Eritrea: Statement by H.E. Osman Saleh at the 8th Ministerial Conference of FOCAC
Ladies and Gentlemen,
Allow me first to join previous speakers to express the profound appreciation of my delegation to the Governments of Senegal and China for organizing the 8th FOCAC Ministerial Conference and for the warm hospitality accorded to us.
This Conference could not have taken place at a more auspicious time. In these turbulent times, our global community continues to be afflicted by a vicious pandemic, climate change and a polarized international order fraught with dangerous consequences to global peace and stability. These colossal challenges require joint efforts. We need to consolidate robust frameworks of international cooperation as embodied in FOCAC and similar regional/international frameworks.
In this respect, let me focus and highlight two aspects from the speech of the Rapporteur of the East Africa Region.
My first comment is on the imperative of common endeavours and aligned Africa-China positions within the UN family on international and regional issues of paramount importance. This is critical at this point in time to counter a regressive trend by powers who cannot countenance the reality of a more balanced, mutually beneficial, multi-polar international order.

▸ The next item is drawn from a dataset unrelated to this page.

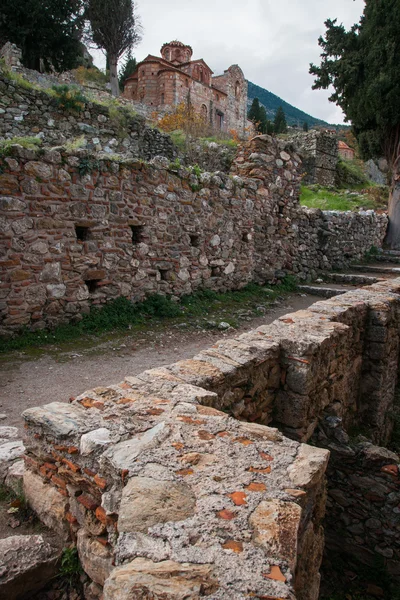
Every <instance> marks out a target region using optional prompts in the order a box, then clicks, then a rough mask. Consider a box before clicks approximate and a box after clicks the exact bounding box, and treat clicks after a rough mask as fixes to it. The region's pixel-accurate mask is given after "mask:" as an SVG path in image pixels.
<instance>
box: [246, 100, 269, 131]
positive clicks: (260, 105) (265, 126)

In this lopsided worldview, Africa is seen as a mere pawn. It is seen as a captive backyard, without any right or latitude to interact with its international partners to advance common interests. As a result, accepted norms and rules of international law continue to be trampled, and, flagrant breaches of the sovereignty of nations and peoples committed with impunity. Indeed, the positions taken by certain powers in the conflict in Ethiopia and the imposition of unilateral sanctions on Eritrea are manifestation of this misguided approach. In the event, Africa and China can work together to ensure the integrity of international law. The task includes bolstering the role and mandate of the UN, and, the strengthening of multilateralism based on legality and symmetry.
The second comment I wish to make is in regard to sustainability and proper balance of Africa-China trade. China’s multi-faceted support to Africa remains substantial and commendable. But as we shift towards greater two-way trade in the period ahead, optimal trade balance both at the continental and individual country level will be achieved when and if Chinese investment enhances value addition in Africa. This will require China’s involvement not only in the primary but also in the secondary and tertiary levels of manufacturing. Africa has invested substantially in its human capital in the past decades. As a result, its young and dynamic labor force has the latent potential, vision, and ambition to venture into the high-end manufacturing subsector.